Combined RRL and next generation Illumina sequencing were successfully applied for the large-scale discovery of ~55K flax SNPs that were well distributed throughout the genome. The ever decreasing cost of next generation sequencing combined with an ability to index multiple lines per lane enabled validation of a large number of SNPs (4,706) with a validation rate of 96.8% using GBS of a segregating population, proving this strategy to be powerful for validation purposes. These SNPs will be applied in genetic mapping, anchoring of genetic maps with WGS sequence assembly, marker-assisted selection, association mapping and phylogenetic analysis and, as such, they will constitute an important genomic resource for flax studies.

Methods

Genetic material and DNA isolation

Eight flax genotypes namely CDC Bethune, Macbeth, SP2047, UGG5-5, Atlas, Double Low, G-1186/94 and Crepitam Tabor were selected. CDC Bethune is a high yielding oilseed flax variety with intermediate oil content, oil quality, seed size and resistance to lodging, rust and fusarium wilt [79]. Macbeth is a medium to late maturing variety that is also lodging resistant and has good yield, high oil content and good oil quality. It is resistant to various forms of rust, fusarium wilt and powdery mildew [80]. SP2047 (LinolaTM 2047) is a yellow-seeded solin line characterized by low linolenic acid (LIN) content (2-4%) [81] whereas UGG5-5 is a brown-seeded breeding line with higher LIN content (63-66%) than conventional flax varieties such as CDC Bethune and Macbeth.
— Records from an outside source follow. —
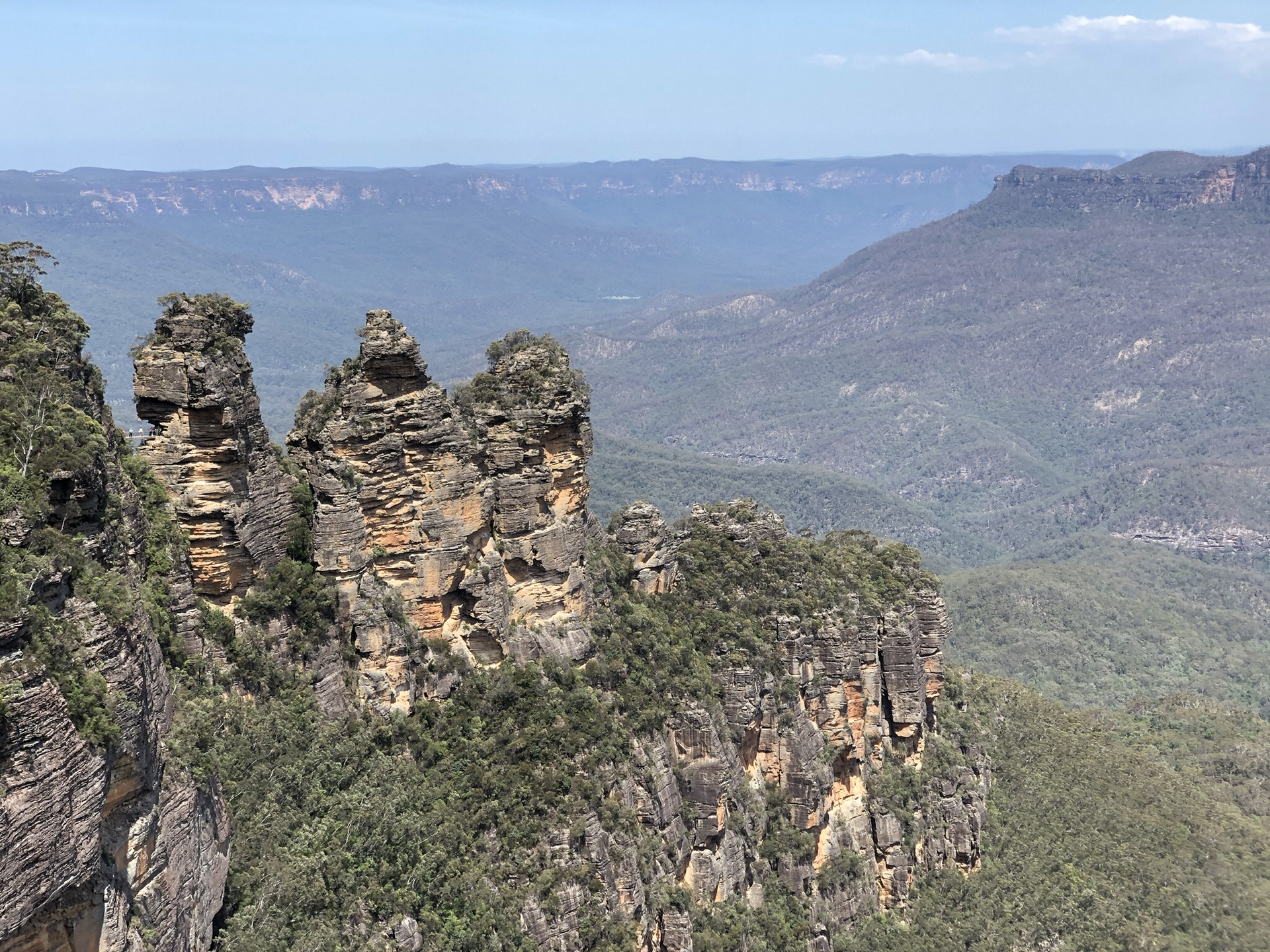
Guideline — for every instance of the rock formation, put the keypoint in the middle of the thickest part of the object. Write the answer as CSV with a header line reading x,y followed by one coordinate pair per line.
x,y
1158,180
193,383
458,526
103,844
865,690
653,549
469,514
Double Low is a yellow seeded oilseed breeding line which is low in the two major seed forms of cyanogenic glucosides, namely linustatin and neolinustatin. G-1186/94 is a German yellow seeded oilseed breeding line. Atlas is Swedish flax variety released more than half a century ago [82]. Crepitam Tabor is a Hungarian fibre flax genotype.
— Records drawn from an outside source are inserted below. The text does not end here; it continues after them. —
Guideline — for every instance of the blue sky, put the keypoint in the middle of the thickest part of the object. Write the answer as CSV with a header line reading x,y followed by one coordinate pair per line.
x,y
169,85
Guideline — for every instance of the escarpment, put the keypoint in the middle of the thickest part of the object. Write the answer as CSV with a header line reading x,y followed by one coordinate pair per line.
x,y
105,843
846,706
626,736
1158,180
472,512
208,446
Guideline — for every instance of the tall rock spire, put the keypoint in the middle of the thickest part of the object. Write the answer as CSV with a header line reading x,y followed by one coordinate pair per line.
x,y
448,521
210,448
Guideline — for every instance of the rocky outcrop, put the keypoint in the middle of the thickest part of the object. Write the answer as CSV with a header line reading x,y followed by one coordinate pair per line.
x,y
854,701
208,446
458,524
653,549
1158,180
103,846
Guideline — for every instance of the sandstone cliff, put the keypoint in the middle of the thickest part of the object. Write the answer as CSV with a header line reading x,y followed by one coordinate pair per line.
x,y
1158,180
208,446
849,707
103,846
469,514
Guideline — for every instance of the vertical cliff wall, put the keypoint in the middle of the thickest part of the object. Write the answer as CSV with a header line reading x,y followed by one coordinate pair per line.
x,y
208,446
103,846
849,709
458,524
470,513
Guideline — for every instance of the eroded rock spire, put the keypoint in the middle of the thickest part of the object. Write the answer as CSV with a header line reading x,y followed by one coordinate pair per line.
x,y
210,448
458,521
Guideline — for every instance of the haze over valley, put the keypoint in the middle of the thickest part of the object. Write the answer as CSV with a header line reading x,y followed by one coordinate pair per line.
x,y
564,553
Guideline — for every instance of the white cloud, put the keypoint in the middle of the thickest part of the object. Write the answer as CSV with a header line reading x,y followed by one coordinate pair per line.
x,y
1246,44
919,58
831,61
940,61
The plants were grown in pots in a greenhouse with a 16 h light and 8 h dark cycle. DNA was extracted from 10 mg of lyophilised leaf tissue using the Qiagen DNeasy 96 plant kit (Qiagen Sciences, Maryland, USA) according to manufacturer’s instructions. A total of 8 4bp cutter restriction enzymes were evaluated for their ability to restrict flax genomic DNA. The enzyme MseI was selected because it yielded a large fraction of DNA smaller than the 500bp target size and it generated few high copy number bands in this region. A total of 20 μg of DNA of each genotype was restricted with MseI (New England Biolabs, Beverly, MA, USA) according to the manufacturer’s instructions. The digested DNA was separated on a 1.6% agarose gel for 6 h at 100 volts and fragments in the 350-425 bp size range were excised. This size range was spanned by two high copy number bands that were not included in the excised fraction. Gel extraction of the DNA fraction was done with the QIAEX II gel extraction kit (Qiagen Sciences).

Illumina sequencing

RRL construction from the 350-425bp fraction and Illumina/Solexa sequencing [83] was performed using Illumina GAIIx sequencing platform (Illumina Inc., San Diego, USA) by the Michael Smith Genome Sciences Centre of the BC Cancer Agency, Genome British Columbia (Vancouver, BC, Canada). Four of the libraries were sequenced as 50bp, 2 as 75bp and 2 as 100bp PET (Table 1).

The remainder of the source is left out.